The Horn of Africa is experiencing a historic drought. Now in its fifth failed rainy season, with a sixth projected to fail in early 2023, 26 million people are expected to enter crisis levels of food insecurity or worse in Somalia, Kenya and Ethiopia. Climate change is exacerbating humanitarian crises and leading to increased mobility, displacing millions each year throughout the Horn of Africa. There is clear evidence of the increased frequency and severity of extreme weather events ahead, as well as confident projections of slow-onset climate events including increases in the number of very hot days expected across East Africa, resulting in the expansion of cropland areas exposed to drought, and increasingly variable rainfall patterns.
Countries experiencing protracted crisis or high risk of famine, are often simultaneously affected by violent conflicts and the impacts of extreme climate change events. International geo-political crises further compound these issues by disrupting supply chains, driving record high food prices, and in 2022, triggering a global crisis adding to the 657 million people projected to be undernourished by 2030. The conflict in Ukraine in particular, continues to contribute to escalating fuel prices, driving inflation and increasing the costs of transport, food and imports.

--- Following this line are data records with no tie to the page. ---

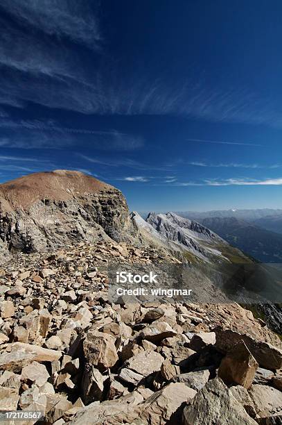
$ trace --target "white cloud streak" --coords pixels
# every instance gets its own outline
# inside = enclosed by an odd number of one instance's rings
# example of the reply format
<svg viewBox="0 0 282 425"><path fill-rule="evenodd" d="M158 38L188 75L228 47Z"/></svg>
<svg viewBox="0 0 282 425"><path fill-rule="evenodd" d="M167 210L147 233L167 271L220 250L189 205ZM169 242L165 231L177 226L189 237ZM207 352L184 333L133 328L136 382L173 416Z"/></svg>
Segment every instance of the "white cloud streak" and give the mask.
<svg viewBox="0 0 282 425"><path fill-rule="evenodd" d="M142 176L135 176L133 177L125 177L122 180L125 181L137 181L139 183L146 183L149 181L146 177L143 177Z"/></svg>
<svg viewBox="0 0 282 425"><path fill-rule="evenodd" d="M256 143L244 143L243 142L225 142L224 140L206 140L203 139L186 139L188 142L198 142L199 143L209 143L211 144L236 144L239 146L262 146Z"/></svg>
<svg viewBox="0 0 282 425"><path fill-rule="evenodd" d="M259 164L239 164L236 162L229 162L229 163L219 163L219 164L213 164L213 163L207 163L200 161L192 161L191 162L188 162L188 165L193 165L195 167L211 167L211 168L251 168L251 169L257 169L257 168L279 168L281 167L279 164L273 164L271 165L263 165Z"/></svg>
<svg viewBox="0 0 282 425"><path fill-rule="evenodd" d="M80 8L76 0L2 0L1 6L20 24L49 35L65 37L91 49L97 48L101 40L87 2Z"/></svg>
<svg viewBox="0 0 282 425"><path fill-rule="evenodd" d="M33 102L84 114L170 115L282 126L280 105L244 88L211 88L200 75L197 81L173 79L154 74L150 65L141 78L137 66L104 52L94 2L2 0L0 8L17 23L0 14L0 104Z"/></svg>
<svg viewBox="0 0 282 425"><path fill-rule="evenodd" d="M204 180L202 182L186 182L176 183L177 186L280 186L282 178L251 180L243 178L227 178L225 180Z"/></svg>

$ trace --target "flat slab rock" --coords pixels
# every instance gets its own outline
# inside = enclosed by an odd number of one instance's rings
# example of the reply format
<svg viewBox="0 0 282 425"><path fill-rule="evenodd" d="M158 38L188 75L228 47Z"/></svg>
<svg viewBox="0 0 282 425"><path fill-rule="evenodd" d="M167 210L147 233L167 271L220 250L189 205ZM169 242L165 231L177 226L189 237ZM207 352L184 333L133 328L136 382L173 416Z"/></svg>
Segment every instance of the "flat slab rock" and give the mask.
<svg viewBox="0 0 282 425"><path fill-rule="evenodd" d="M280 369L282 367L282 350L269 344L240 334L231 329L224 330L220 326L214 329L216 335L215 348L222 353L228 353L233 347L244 341L245 344L261 367Z"/></svg>
<svg viewBox="0 0 282 425"><path fill-rule="evenodd" d="M183 411L184 425L211 424L256 425L257 423L249 416L221 379L216 378L209 381Z"/></svg>
<svg viewBox="0 0 282 425"><path fill-rule="evenodd" d="M148 376L150 374L160 370L164 360L164 357L159 353L145 351L126 360L124 365L137 374Z"/></svg>
<svg viewBox="0 0 282 425"><path fill-rule="evenodd" d="M252 385L249 394L261 417L268 417L280 412L282 415L282 392L268 385Z"/></svg>
<svg viewBox="0 0 282 425"><path fill-rule="evenodd" d="M196 391L184 383L170 383L136 406L125 403L124 399L100 404L92 403L78 412L71 424L165 425L170 422L172 424L181 424L179 415L182 412L182 406L184 402L191 400L195 394Z"/></svg>

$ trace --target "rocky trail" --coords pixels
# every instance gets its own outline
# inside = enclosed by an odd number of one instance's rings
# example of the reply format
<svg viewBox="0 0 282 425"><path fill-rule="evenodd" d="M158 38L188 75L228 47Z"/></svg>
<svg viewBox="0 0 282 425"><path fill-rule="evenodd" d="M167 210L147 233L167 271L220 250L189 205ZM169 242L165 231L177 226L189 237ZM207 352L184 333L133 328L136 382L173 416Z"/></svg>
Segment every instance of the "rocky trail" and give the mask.
<svg viewBox="0 0 282 425"><path fill-rule="evenodd" d="M130 220L108 185L37 177L0 185L0 412L56 425L281 424L282 343L267 324L236 303L111 303L111 264L179 264L175 241ZM185 238L209 238L185 226Z"/></svg>
<svg viewBox="0 0 282 425"><path fill-rule="evenodd" d="M0 409L57 425L281 423L281 344L265 324L237 304L112 305L100 270L117 258L166 260L81 242L2 267Z"/></svg>

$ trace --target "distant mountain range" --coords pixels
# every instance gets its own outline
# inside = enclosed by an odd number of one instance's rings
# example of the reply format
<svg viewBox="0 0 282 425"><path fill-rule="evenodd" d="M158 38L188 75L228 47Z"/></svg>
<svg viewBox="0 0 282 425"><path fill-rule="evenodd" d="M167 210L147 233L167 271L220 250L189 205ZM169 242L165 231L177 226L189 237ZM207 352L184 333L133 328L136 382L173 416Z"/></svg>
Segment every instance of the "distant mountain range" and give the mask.
<svg viewBox="0 0 282 425"><path fill-rule="evenodd" d="M272 232L282 233L282 213L277 215L267 215L254 220L254 223Z"/></svg>
<svg viewBox="0 0 282 425"><path fill-rule="evenodd" d="M201 219L231 245L263 262L282 262L282 235L231 217Z"/></svg>
<svg viewBox="0 0 282 425"><path fill-rule="evenodd" d="M137 212L132 212L131 218L143 240L179 251L192 263L249 262L239 249L231 247L204 225L174 212L150 212L145 220Z"/></svg>
<svg viewBox="0 0 282 425"><path fill-rule="evenodd" d="M262 208L258 210L213 210L211 211L179 211L177 214L181 217L188 217L191 219L205 219L209 217L234 217L247 222L254 222L266 217L281 217L282 210Z"/></svg>

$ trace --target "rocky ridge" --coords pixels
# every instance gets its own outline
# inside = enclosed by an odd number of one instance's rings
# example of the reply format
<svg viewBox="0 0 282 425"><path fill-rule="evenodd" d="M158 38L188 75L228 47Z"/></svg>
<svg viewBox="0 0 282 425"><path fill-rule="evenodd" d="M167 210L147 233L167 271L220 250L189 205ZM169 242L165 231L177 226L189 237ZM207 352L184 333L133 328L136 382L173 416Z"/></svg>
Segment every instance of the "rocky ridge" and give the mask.
<svg viewBox="0 0 282 425"><path fill-rule="evenodd" d="M128 240L133 231L121 192L83 173L55 170L0 185L2 253L51 251L82 240Z"/></svg>
<svg viewBox="0 0 282 425"><path fill-rule="evenodd" d="M80 242L3 267L0 408L42 410L57 425L279 421L282 344L251 312L109 302L107 262L167 256Z"/></svg>
<svg viewBox="0 0 282 425"><path fill-rule="evenodd" d="M144 238L121 192L69 173L0 187L3 249L17 251L0 269L0 410L56 425L281 423L282 344L250 311L108 299L112 262L177 264L183 238L228 244L188 221L169 249L148 222Z"/></svg>

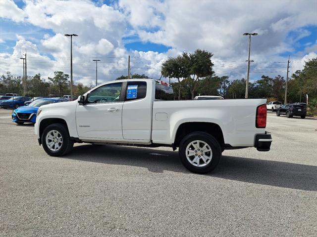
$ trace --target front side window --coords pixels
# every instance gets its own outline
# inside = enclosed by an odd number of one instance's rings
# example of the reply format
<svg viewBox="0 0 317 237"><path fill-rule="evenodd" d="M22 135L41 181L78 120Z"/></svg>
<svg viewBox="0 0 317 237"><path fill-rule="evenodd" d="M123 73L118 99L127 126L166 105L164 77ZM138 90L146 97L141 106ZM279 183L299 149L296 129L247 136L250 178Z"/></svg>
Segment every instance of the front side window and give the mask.
<svg viewBox="0 0 317 237"><path fill-rule="evenodd" d="M116 102L119 101L122 82L108 84L92 91L87 97L87 104Z"/></svg>
<svg viewBox="0 0 317 237"><path fill-rule="evenodd" d="M125 101L139 100L147 95L146 81L128 81L125 91Z"/></svg>

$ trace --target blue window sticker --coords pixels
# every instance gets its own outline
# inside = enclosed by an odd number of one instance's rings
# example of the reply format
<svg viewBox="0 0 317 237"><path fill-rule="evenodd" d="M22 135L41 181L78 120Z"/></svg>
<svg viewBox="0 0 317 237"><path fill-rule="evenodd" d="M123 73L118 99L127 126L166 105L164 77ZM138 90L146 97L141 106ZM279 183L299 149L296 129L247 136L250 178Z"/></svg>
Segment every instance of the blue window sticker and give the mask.
<svg viewBox="0 0 317 237"><path fill-rule="evenodd" d="M127 99L135 99L138 93L138 85L128 85Z"/></svg>

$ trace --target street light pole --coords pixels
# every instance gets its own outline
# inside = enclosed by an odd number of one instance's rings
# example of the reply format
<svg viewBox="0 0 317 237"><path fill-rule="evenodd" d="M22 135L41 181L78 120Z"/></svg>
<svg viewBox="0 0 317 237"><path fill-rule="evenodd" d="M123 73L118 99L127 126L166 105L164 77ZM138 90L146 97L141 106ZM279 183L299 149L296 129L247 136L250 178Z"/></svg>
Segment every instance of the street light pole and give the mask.
<svg viewBox="0 0 317 237"><path fill-rule="evenodd" d="M73 100L73 36L78 36L75 34L69 35L66 34L65 36L70 37L70 101ZM60 95L62 96L62 95Z"/></svg>
<svg viewBox="0 0 317 237"><path fill-rule="evenodd" d="M25 96L25 68L24 68L24 60L25 59L24 58L20 58L20 59L23 60L23 96Z"/></svg>
<svg viewBox="0 0 317 237"><path fill-rule="evenodd" d="M287 103L287 82L288 82L288 73L289 71L289 55L288 55L288 61L287 61L287 72L286 73L286 84L285 85L285 96L284 100L284 104L286 105Z"/></svg>
<svg viewBox="0 0 317 237"><path fill-rule="evenodd" d="M97 84L97 63L98 63L99 61L101 61L101 60L100 60L99 59L93 59L93 61L96 61L96 86L97 86L98 85Z"/></svg>
<svg viewBox="0 0 317 237"><path fill-rule="evenodd" d="M244 33L244 36L249 36L249 53L248 55L248 71L247 71L247 81L246 82L246 99L248 99L249 94L249 75L250 74L250 52L251 48L251 36L257 36L258 33Z"/></svg>

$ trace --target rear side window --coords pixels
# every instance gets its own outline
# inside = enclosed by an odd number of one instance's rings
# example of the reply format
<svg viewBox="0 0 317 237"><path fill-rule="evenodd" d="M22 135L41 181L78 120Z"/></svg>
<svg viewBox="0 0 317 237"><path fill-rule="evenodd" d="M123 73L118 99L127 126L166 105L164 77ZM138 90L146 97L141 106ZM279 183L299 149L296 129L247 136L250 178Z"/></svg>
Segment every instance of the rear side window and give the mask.
<svg viewBox="0 0 317 237"><path fill-rule="evenodd" d="M161 100L174 100L174 92L170 86L155 84L155 99Z"/></svg>
<svg viewBox="0 0 317 237"><path fill-rule="evenodd" d="M125 90L125 101L143 99L147 96L146 81L128 81Z"/></svg>

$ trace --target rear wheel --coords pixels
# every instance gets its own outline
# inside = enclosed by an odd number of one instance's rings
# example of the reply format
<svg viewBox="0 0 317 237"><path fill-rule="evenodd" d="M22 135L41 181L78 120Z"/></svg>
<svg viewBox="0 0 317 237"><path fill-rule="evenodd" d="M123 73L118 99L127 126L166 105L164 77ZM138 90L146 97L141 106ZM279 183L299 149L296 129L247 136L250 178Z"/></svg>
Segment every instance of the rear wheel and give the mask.
<svg viewBox="0 0 317 237"><path fill-rule="evenodd" d="M221 157L218 141L208 133L195 132L186 135L179 145L179 157L191 171L203 174L214 169Z"/></svg>
<svg viewBox="0 0 317 237"><path fill-rule="evenodd" d="M44 150L53 157L67 154L74 145L67 127L61 123L53 123L45 128L41 140Z"/></svg>

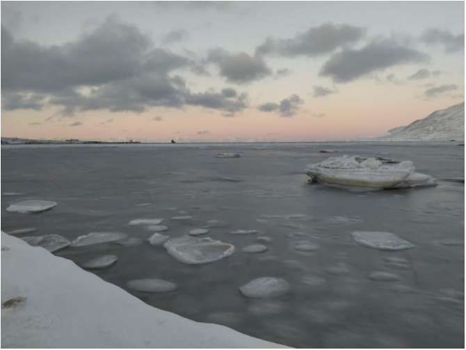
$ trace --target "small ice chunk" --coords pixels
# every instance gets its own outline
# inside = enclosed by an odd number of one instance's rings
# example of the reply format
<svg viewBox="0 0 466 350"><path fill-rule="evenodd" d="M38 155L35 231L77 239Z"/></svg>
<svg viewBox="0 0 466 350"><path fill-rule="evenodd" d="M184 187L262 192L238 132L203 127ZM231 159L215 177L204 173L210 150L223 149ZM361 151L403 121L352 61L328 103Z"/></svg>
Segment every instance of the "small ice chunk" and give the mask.
<svg viewBox="0 0 466 350"><path fill-rule="evenodd" d="M129 221L128 225L159 225L163 218L136 218Z"/></svg>
<svg viewBox="0 0 466 350"><path fill-rule="evenodd" d="M189 220L193 218L193 216L173 216L172 220Z"/></svg>
<svg viewBox="0 0 466 350"><path fill-rule="evenodd" d="M195 238L191 236L169 239L163 244L167 253L185 264L207 264L234 253L234 246L209 237Z"/></svg>
<svg viewBox="0 0 466 350"><path fill-rule="evenodd" d="M70 242L68 239L58 234L45 234L44 236L22 237L31 246L45 248L50 253L67 247Z"/></svg>
<svg viewBox="0 0 466 350"><path fill-rule="evenodd" d="M360 244L381 250L402 250L415 246L391 232L354 232L351 236Z"/></svg>
<svg viewBox="0 0 466 350"><path fill-rule="evenodd" d="M9 232L6 232L8 234L14 235L14 234L21 234L23 233L32 233L35 232L37 231L37 228L20 228L19 230L15 230L14 231L10 231Z"/></svg>
<svg viewBox="0 0 466 350"><path fill-rule="evenodd" d="M189 234L191 236L198 236L200 234L205 234L209 232L209 230L205 228L195 228L189 231Z"/></svg>
<svg viewBox="0 0 466 350"><path fill-rule="evenodd" d="M394 280L399 280L400 278L394 273L384 271L374 271L371 272L368 278L373 280L378 280L381 282L392 282Z"/></svg>
<svg viewBox="0 0 466 350"><path fill-rule="evenodd" d="M166 293L177 288L177 285L167 280L156 278L145 278L128 281L127 286L130 289L145 293Z"/></svg>
<svg viewBox="0 0 466 350"><path fill-rule="evenodd" d="M152 231L157 231L159 232L168 230L168 228L164 226L163 225L152 225L150 226L147 226L147 228Z"/></svg>
<svg viewBox="0 0 466 350"><path fill-rule="evenodd" d="M49 200L25 200L12 204L6 208L10 213L40 213L53 208L57 205L56 202Z"/></svg>
<svg viewBox="0 0 466 350"><path fill-rule="evenodd" d="M300 250L303 252L309 252L316 250L319 248L319 246L314 244L313 243L307 241L302 241L299 242L296 242L293 245L293 248L294 248L294 249L296 249L296 250Z"/></svg>
<svg viewBox="0 0 466 350"><path fill-rule="evenodd" d="M91 232L74 239L71 243L71 246L83 247L101 243L114 242L127 238L127 237L126 234L122 232Z"/></svg>
<svg viewBox="0 0 466 350"><path fill-rule="evenodd" d="M218 158L239 158L239 153L216 153L214 157Z"/></svg>
<svg viewBox="0 0 466 350"><path fill-rule="evenodd" d="M243 248L244 253L262 253L268 250L268 248L264 244L251 244Z"/></svg>
<svg viewBox="0 0 466 350"><path fill-rule="evenodd" d="M261 277L239 287L247 298L273 298L286 294L290 289L288 282L275 277Z"/></svg>
<svg viewBox="0 0 466 350"><path fill-rule="evenodd" d="M252 234L259 233L257 230L236 230L236 231L231 231L230 233L233 234Z"/></svg>
<svg viewBox="0 0 466 350"><path fill-rule="evenodd" d="M163 244L165 242L166 242L169 239L170 237L168 236L164 236L163 234L161 234L159 233L154 233L149 237L147 241L149 241L149 243L150 243L152 246L160 246L161 244Z"/></svg>
<svg viewBox="0 0 466 350"><path fill-rule="evenodd" d="M118 258L116 255L104 255L85 262L81 266L84 269L104 269L113 264Z"/></svg>

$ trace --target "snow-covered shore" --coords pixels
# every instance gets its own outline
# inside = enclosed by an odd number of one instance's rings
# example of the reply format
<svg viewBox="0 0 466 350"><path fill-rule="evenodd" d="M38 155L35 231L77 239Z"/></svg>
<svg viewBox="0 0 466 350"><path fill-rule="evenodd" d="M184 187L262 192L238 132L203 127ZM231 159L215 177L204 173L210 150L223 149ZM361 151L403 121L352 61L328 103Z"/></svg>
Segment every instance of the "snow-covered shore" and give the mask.
<svg viewBox="0 0 466 350"><path fill-rule="evenodd" d="M282 347L152 308L3 232L1 304L3 348Z"/></svg>

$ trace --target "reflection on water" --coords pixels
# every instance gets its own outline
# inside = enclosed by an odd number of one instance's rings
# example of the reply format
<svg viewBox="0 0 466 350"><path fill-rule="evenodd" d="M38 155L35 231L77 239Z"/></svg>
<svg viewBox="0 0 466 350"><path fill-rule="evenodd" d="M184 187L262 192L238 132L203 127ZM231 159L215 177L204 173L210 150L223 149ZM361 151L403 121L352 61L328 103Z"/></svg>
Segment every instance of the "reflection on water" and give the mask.
<svg viewBox="0 0 466 350"><path fill-rule="evenodd" d="M326 159L319 151L332 145L178 146L4 150L2 190L24 194L2 196L1 228L36 228L18 236L56 234L70 240L91 232L123 232L130 237L124 241L68 247L56 255L78 264L116 255L116 264L93 273L149 305L272 342L297 347L464 346L463 184L350 191L306 182L305 166ZM417 171L439 180L464 177L464 149L450 143L335 148L412 160ZM241 157L214 157L230 151ZM58 205L33 215L5 210L33 199ZM180 216L191 218L172 218ZM211 264L183 264L149 244L154 231L128 225L137 218L163 218L163 234L170 237L207 228L209 233L199 237L236 250ZM238 230L259 232L230 233ZM354 231L393 232L415 247L364 247L352 239ZM242 249L257 244L268 250ZM291 292L250 299L239 291L268 276L284 278ZM163 294L127 289L127 281L145 278L177 288Z"/></svg>

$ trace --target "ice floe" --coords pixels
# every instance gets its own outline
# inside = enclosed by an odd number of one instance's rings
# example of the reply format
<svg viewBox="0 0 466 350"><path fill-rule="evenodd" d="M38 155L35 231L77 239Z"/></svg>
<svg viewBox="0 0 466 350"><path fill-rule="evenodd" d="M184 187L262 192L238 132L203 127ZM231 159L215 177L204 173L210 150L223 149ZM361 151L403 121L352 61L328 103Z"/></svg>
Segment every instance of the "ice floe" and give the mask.
<svg viewBox="0 0 466 350"><path fill-rule="evenodd" d="M244 253L263 253L268 248L264 244L251 244L243 248Z"/></svg>
<svg viewBox="0 0 466 350"><path fill-rule="evenodd" d="M122 232L91 232L89 234L80 236L71 243L72 247L83 247L93 246L101 243L113 242L127 238Z"/></svg>
<svg viewBox="0 0 466 350"><path fill-rule="evenodd" d="M151 231L157 231L159 232L168 230L168 228L163 225L151 225L150 226L147 226L147 228Z"/></svg>
<svg viewBox="0 0 466 350"><path fill-rule="evenodd" d="M169 239L170 237L168 236L164 236L163 234L161 234L159 233L154 233L149 237L147 241L149 241L149 243L150 243L152 246L160 246L161 244L163 244L165 242L166 242Z"/></svg>
<svg viewBox="0 0 466 350"><path fill-rule="evenodd" d="M33 246L45 248L54 253L70 246L68 239L58 234L45 234L44 236L21 237L21 239Z"/></svg>
<svg viewBox="0 0 466 350"><path fill-rule="evenodd" d="M239 153L216 153L214 157L218 158L239 158L241 156Z"/></svg>
<svg viewBox="0 0 466 350"><path fill-rule="evenodd" d="M259 231L257 230L236 230L234 231L231 231L230 233L232 234L253 234L259 233Z"/></svg>
<svg viewBox="0 0 466 350"><path fill-rule="evenodd" d="M185 264L207 264L234 253L234 246L209 237L195 238L191 236L169 239L163 244L168 254Z"/></svg>
<svg viewBox="0 0 466 350"><path fill-rule="evenodd" d="M159 225L163 218L136 218L129 221L128 225Z"/></svg>
<svg viewBox="0 0 466 350"><path fill-rule="evenodd" d="M81 267L84 269L104 269L105 267L109 267L109 266L113 265L118 260L118 258L116 255L104 255L85 262Z"/></svg>
<svg viewBox="0 0 466 350"><path fill-rule="evenodd" d="M239 287L247 298L273 298L285 294L290 289L288 282L275 277L261 277Z"/></svg>
<svg viewBox="0 0 466 350"><path fill-rule="evenodd" d="M130 289L145 293L166 293L176 289L177 285L168 280L145 278L128 281L127 287Z"/></svg>
<svg viewBox="0 0 466 350"><path fill-rule="evenodd" d="M189 231L188 234L191 236L198 236L200 234L205 234L209 232L209 230L205 228L195 228Z"/></svg>
<svg viewBox="0 0 466 350"><path fill-rule="evenodd" d="M6 208L7 212L18 213L40 213L53 208L56 202L49 200L25 200L12 204Z"/></svg>
<svg viewBox="0 0 466 350"><path fill-rule="evenodd" d="M360 244L381 250L402 250L415 246L391 232L360 231L351 232L351 236Z"/></svg>
<svg viewBox="0 0 466 350"><path fill-rule="evenodd" d="M415 173L412 161L384 165L375 158L363 159L348 155L330 157L309 164L305 171L312 182L344 186L389 189L436 184L433 177Z"/></svg>
<svg viewBox="0 0 466 350"><path fill-rule="evenodd" d="M15 234L23 234L23 233L32 233L32 232L35 232L37 230L38 230L37 228L20 228L19 230L15 230L14 231L10 231L10 232L8 232L6 233L8 234L15 235Z"/></svg>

Across East Africa, the local food basket average per capita monthly price has increased by 55.6 percent, and the price of imported wheat has increased by 58.4 percent since before the conflict in Ukraine. Nutrient rich foods like beans, milk and sorghum are also less affordable than a year ago. In these contexts, the impacts of climate change create additional barriers for the poorest households to cope and adapt, which can increase competition over resources, exacerbate grievances and escalate local conflicts. For example, poor harvests, water scarcity and increasing need for pastoralists to move further afield to find fodder can lead to increased resource competition and intercommunal conflict.
The barriers posed by climate change are also amplified for women, as climate hazards are associated with increased violence against women, girls and vulnerable groups,like children and the elderly.8 Food and hunger are increasingly being instrumentalized as weapons of war, where geopolitical ambitions are confronted with the limits of the current food production and distribution systems, resulting in very real and often fatal implications. The cascading consequences of these global forces has made food and livelihood security a priority for policy makers and practitioners, notably for their important role in supporting sustainable peace and resilience.
For more than 60 years, the World Food Programme (WFP) has been embedded in communities most in need, to bring-life saving assistance and support sustainable and resilient livelihoods. In East Africa, WFP works to tackle structural vulnerabilities as well as address shocks from conflict or climate. WFP aims to effectively utilise its comparative programmatic advantage across East Africa, to ensure the continued functionality of sustainable food systems, strengthening resilience to vulnerabilities, shocks and stressors from climate-related disasters, economic crises, and conflicts.